Basketball bettors who do their homework, who find soft spots and/or mistakes in the line and who take advantage of streaks usually have a better bottom line in the long run. The ability to see a pattern–fatigue, a long road trip, a change in altitude or the loss of a key player–can often mean the difference between a winning or losing season. To keep records, we need a tool. It could be a computer, a notebook, or a ready-made record-keeping device we can use daily to identify “patterns.”
As the 2006-07 season gets under way, the Gambler’s Book Club has three books–two for the pro bettor, one for the collegiate handicapper–that meet this special need. They are, The RME NBA Workbook (96 pages, 8×11, plastic spiral bound, $16) and the RME NCAA Basketball Workbook (238 pages, 8×11 plastic spiral bound, $26) and the Complete Guide to the NBA Schedule by Jim Catello (208 pages, 8×11 plastic spiral bound, $29.95).
The RME book gives you each team’s pro schedule from November to April with room to record opening and closing lines; the totals number; the final score and to indicate if the team won straight up; if the team covered the spread; if the game went over or under; if the team was a favorite or dog and the team’s overall record after each game.
The day and dates (Monday, Feb. 26, for example) of games are listed, along with the opponent and where the game will played.
For those who love what are called “mechanical angles” there are several dozen for betting a side or for the totals. Example: Memphis is 0-12-1 against the spread after losing to the L.A. Lakers and are 10-1 in over and unders vs. San Antonio.
For the RME College version, there’s an easy to use table of contents to find Air Force to Youngstown State.
Here you’ll find the date (not the day though) of each college game for each team and the site of the game. Again, there is room for opening and closing lines; the total number; whether a team won straight up or not; if the team covered; whether the game went over or under and the team’s overall record as of that game.
There’s a web site listed for each college team should you need a quick reference for injuries, etc. and a look at how the team did last season as a favorite, dog, against conference, non-conference teams and how the team did after a straight up win or straight up loss or against the line.
It’s only in summary form, like Arkansas was 9-4 against the spread in home contests.
Jim Catello’s guide to the NBA schedule is also a record keeper, but more. For each pro team, you’ll see the schedule, the opponent, the day and date the game will be played and where and you’ll be able to record the line, the total number, the first and second half score and indicate whether a team won straight up or not.
But the bonus is in the author’s “potential angles and alerts” such as the top 15 most important schedule issues, which include: when the first and second games of a back-to-back set are set; home court advantage; getting three or more days off between games; the last home game before leaving on a trip and the first home game after a long trip.

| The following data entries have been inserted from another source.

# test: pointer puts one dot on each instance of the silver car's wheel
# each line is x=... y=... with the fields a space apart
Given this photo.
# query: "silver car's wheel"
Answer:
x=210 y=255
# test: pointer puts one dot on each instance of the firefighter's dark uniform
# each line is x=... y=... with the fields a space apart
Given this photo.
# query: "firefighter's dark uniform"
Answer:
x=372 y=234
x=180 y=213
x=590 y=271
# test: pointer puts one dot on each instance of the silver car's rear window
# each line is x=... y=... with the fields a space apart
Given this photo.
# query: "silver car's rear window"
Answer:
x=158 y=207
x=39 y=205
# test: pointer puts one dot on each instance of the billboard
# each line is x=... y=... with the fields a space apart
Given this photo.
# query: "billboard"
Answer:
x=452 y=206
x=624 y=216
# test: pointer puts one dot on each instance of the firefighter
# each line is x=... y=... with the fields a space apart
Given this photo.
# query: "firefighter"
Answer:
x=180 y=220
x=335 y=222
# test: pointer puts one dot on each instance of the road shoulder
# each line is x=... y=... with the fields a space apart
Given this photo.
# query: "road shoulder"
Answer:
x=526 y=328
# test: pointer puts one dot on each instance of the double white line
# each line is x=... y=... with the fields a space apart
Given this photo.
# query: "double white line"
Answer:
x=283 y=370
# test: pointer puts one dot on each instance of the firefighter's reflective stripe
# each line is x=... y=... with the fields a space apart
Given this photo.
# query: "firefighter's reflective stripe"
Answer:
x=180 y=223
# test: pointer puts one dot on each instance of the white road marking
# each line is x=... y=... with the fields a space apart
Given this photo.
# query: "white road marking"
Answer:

Catello tells you which teams have the toughest schedules and most favorable and, for virtually every game of the season for each team, offers these “alerts” including some like “Because of their relative central geographical position in the Eastern Conference, the Bobcats will have to make 15 one-game trips,” and “the Grizzlies were given the 8th best schedule in the league, primarily due to the whopping number of teams (21) when they will get at least three days rest between games.”
One of the finest compilation ever for the angle-seeking pro basketball bettor, this item has one small flaw, and I can’t explain it, having just noticed it–the author calls the Toronto Raptors the “Rappers” throughout the book–maybe it’s a better name for the team in the future, but it’s an interesting flub.